Y la cruz es el único camino a seguir. No hay vuelta atrás, solo pasar. No podemos saltarnos de aquí a la Pascua. Ese es el propósito del año litúrgico y el lugar que ocupamos ahora en él: no podemos comprender la gloria sin la Pasión. No podemos abandonar nuestros miedos hasta que nos levantemos y sigamos a Jesús hasta el final. Como Pedro, nuestro testimonio de su gloria siempre será miope hasta que comprendamos la historia completa.

Esa es una forma de decirlo, pero no es del todo correcta, porque conocemos, de manera básica, la historia completa. Sabemos hacia dónde conduce todo esto, tanto en el relato evangélico como en su representación en el año litúrgico. Sabemos lo que Pedro aún no sabía: que Jesús, al final, resucita de entre los muertos con gloriosa majestad.

Pero la cuestión no es si conocemos los detalles informativos de la narración, sino si estamos preparados para «escuchar» al Hijo de Dios, si realmente podemos levantarnos y no temer. Quiero sugerir que esto no es principalmente una cuestión de historia, ni de conocimiento bíblico ni de teología, sino de la experiencia viva de la fe. En ese sentido, estamos en la misma situación que Pedro y los apóstoles. Tenemos que seguirlo al bajar del monte hacia Jerusalén.

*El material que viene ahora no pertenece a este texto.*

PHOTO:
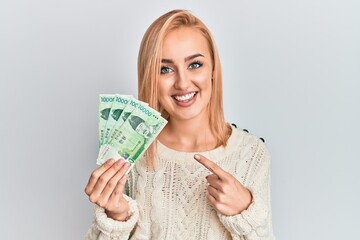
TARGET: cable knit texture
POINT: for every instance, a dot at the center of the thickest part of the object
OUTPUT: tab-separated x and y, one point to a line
171	199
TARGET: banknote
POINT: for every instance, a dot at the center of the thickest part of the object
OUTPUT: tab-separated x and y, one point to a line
105	103
120	103
133	104
139	129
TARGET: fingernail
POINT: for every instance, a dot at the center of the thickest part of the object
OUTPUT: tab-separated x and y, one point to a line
110	161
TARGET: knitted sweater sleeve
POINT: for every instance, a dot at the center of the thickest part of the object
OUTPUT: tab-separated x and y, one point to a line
254	223
104	228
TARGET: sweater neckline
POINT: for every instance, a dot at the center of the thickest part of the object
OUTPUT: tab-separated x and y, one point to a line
170	154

Nos gusta hablar brevemente de la fe como una especie de conocimiento en la oscuridad, pero en realidad toda fe requiere some Una visión, aunque sea algo tan simple como la fiabilidad de un testigo. La visión que nos ofrece la Sagrada Tradición, por limitada que sea, consiste en la necesidad de recorrer, año tras año, la vida de Jesús. De eso se trata la Cuaresma y, mirando aún más hacia adelante, de eso se trata la Semana Santa.

Dios no quiere que sigamos ciegamente mitos ingeniosamente inventados, ni siquiera que aceptemos ideas teológicas ingeniosas. Quiere que caminemos en los pasos de su Hijo para que podamos escuchar su voz. Quiere que seamos testigos oculares de su gloria para que podamos levantarnos, despojarnos del miedo y tomar nuestra cruz.


[ 1 ] La forma ordinaria del Misal Romano ofrece una colecta que, creo, no es tan rica, pero que, sin embargo, destaca algunos temas similares: “Oh Dios, que nos has ordenado escuchar a tu amado Hijo, dígnate, te rogamos, nutrirnos interiormente con tu palabra, para que, con la vista espiritual purificada, podamos regocijarnos al contemplar tu gloria”.